Prinsip kedua adalah pertolongan orang lain. Prinsip kedua ini sebenarnya adalah penguat cara kedua. Orang tidak bisa ditolong oleh orang lain kecuali orang itu menolong dirinya sendiri.

Prinsip kedua ini ada dua cara praktis. Pertama memberi ikan. Kedua memberi jala. Cara pertama bersifat lebih cepat. Ia langsung mengatasi belenggu tadi. Bila ada orang miskin, beri dia uang sesuai kebutuhannya. Selesai. Bila ada orang yang takut presentasi, ya sudah ambil alih oleh orang lain. Beres.

Cara pertama ini hanya menunda masalah. Belenggu dirinya masih ada. Mungkin malah lebih kuat. Sama dengan orang yang punya utang. Ia lari terus waktu utangnya ditagih. Dengan begitu utang tadi tidak jadi lunas kan?
Cara kedua adalah memberi jala. Bukan ikan. Jadi bila orang ragu dan takut bisnis, maka jangan dibiarkan ia mundur. Tapi ajari bagaimana ia bisa mengatasi ketakutan dan keraguannya dengan menggunakan prinsip kedua. Bangkitkan tujuannya dan bingkai ulang kondisinya.
Untuk orang yang takut berbisnis, katakan: “Bila anda tidak mulai bisnis, anda tidak akan pernah kaya. Anda pasti mau jadi orang kaya kan? Mau dapat penghasilan Rp. 100 juta per bulan? Mulailah bisnis!” Bangkitkan tujuan!
Atau, lakukan bingkai ulang. Katakan: “Kondisi miskin adalah kesempatan emas untuk sukses. Banyak sekali orang super kaya yang tadinya super miskin. Saya yakin anda adalah orang berikutnya.”

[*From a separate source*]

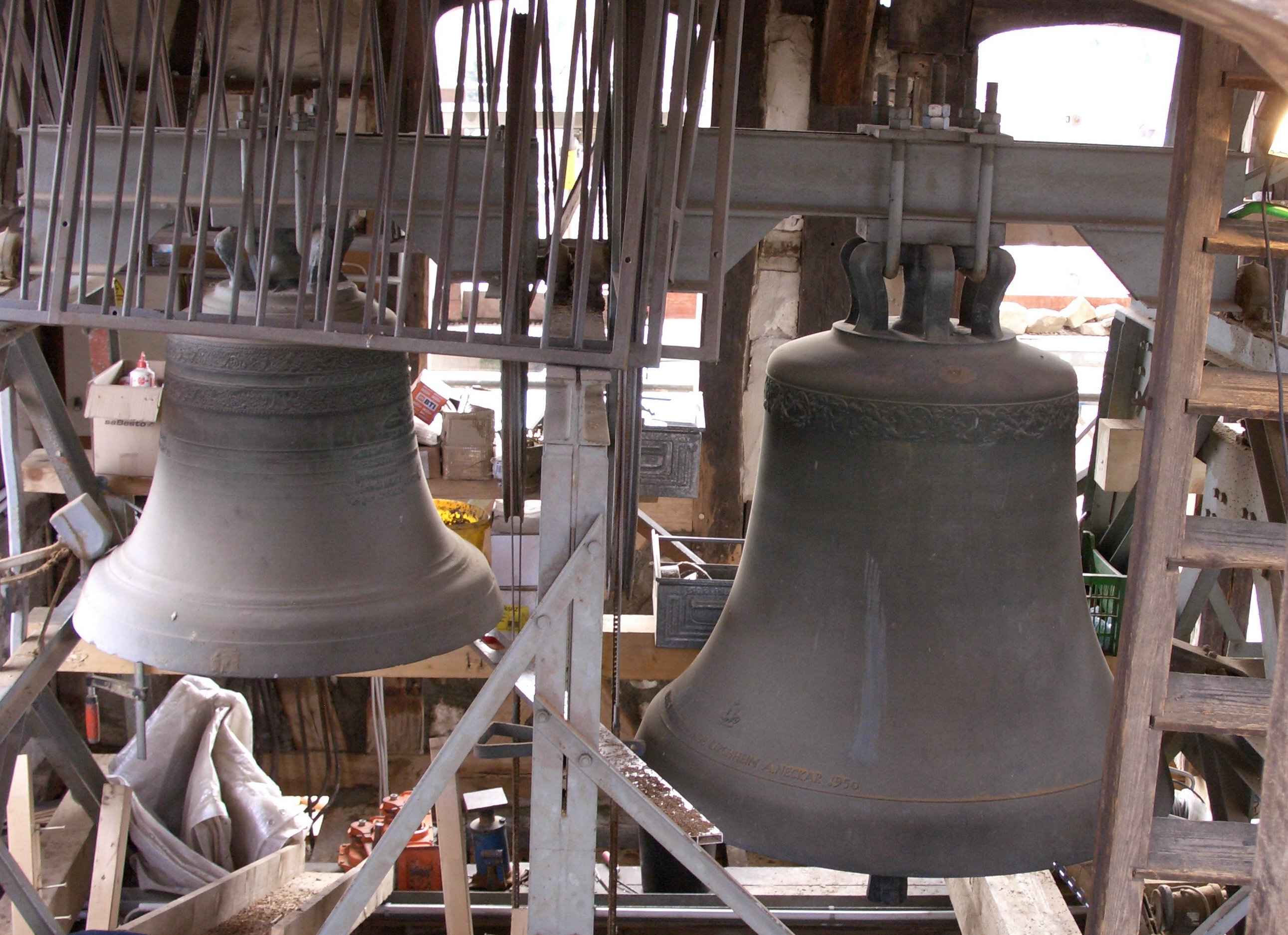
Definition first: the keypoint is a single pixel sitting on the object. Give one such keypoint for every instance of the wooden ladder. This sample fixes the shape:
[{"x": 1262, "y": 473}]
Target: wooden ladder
[{"x": 1132, "y": 844}]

Jadi cara memberi jala adalah proses pendidikan. Pendidikan (education), sesuai asal katanya, yaitu dari educare. Artinya ‘mengeluarkan’. Jadi pendidikan itu harus bisa mengeluarkan potensi manusia yang hebat itu.
Jadi, tolonglah orang lain dengan mendidiknya. Buat (atau paksa) ia suka belajar. Suka baca buku. Suka diskusi. Suka ikut seminar dan pelatihan, dan sebagainya. Tantang dia bertindak dan mencapai target. Latih untuk menguasai kompetensi tertentu. Maafkan kesalahannya. Puji prestasinya.